Climate change is roiling the housing insurance market. Homeowners’ premiums are skyrocketing, and major insurers are pulling out of markets — California and Louisiana, for example.
The trend is hitting particularly hard in a vulnerable segment of the housing market: subsidized, nonprofit housing for low-income people.
The New Orleans-based Gulf Coast Housing Partnership rents out 2,500 homes to low-income families throughout hurricane country, from Texas to Alabama. CEO Kathy Laborde said just a few years ago, she was paying insurance premiums of about $300 to $500 dollars per unit.
“We’re now looking at $1,800 to $2,400 a door,” she said.
Because the housing is government-subsidized, Laborde can’t raise rents to offset those price hikes. Her poorest tenants couldn’t afford it anyway.
So the nonprofit is dipping into other parts of the budget to make up the difference, which she hopes is a temporary strategy.
“We’re in our strategic planning process, y’know, just coincidentally, and that’s one of the questions we’re asking ourselves. Can we continue to operate in this region? That’s a terrible question to ask,” she said.
It’s not just a Gulf Coast issue.

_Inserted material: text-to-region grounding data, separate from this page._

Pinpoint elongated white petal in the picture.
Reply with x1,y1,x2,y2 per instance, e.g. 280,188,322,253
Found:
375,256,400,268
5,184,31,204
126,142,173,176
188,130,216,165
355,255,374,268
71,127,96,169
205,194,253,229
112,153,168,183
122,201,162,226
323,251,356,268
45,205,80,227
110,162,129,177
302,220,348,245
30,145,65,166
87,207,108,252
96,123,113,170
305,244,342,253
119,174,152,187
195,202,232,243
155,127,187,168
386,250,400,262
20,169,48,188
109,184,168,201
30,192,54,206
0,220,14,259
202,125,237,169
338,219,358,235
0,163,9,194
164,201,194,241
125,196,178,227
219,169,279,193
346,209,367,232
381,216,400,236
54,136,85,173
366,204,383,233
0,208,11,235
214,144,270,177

A recent national survey of affordable housing providers found nearly a third saw premiums spike at least 25% year over year.
That’s a problem for creating new housing too.
“The higher the insurance cost on a new development, the more subsidy needs to go into that deal, and that means there’s less subsidy for more units and we end up with less affordable housing as a result,” said David Dworkin, CEO of the National Housing Conference.
Affordable housing advocates are calling on Congress and state lawmakers to ease insurance costs.
Holly Benson, CEO of Los Angeles-based Abode Communities said she’s exploring some group self-insurance options, which still aren’t cheap.
But she needs to do something. This year her premiums shot up 300%.
“If we continue to go down this path, we are not going to be able to hold on to some of these projects,” she said. Which could mean some low-income tenants would have to find other affordable places to live somewhere in LA.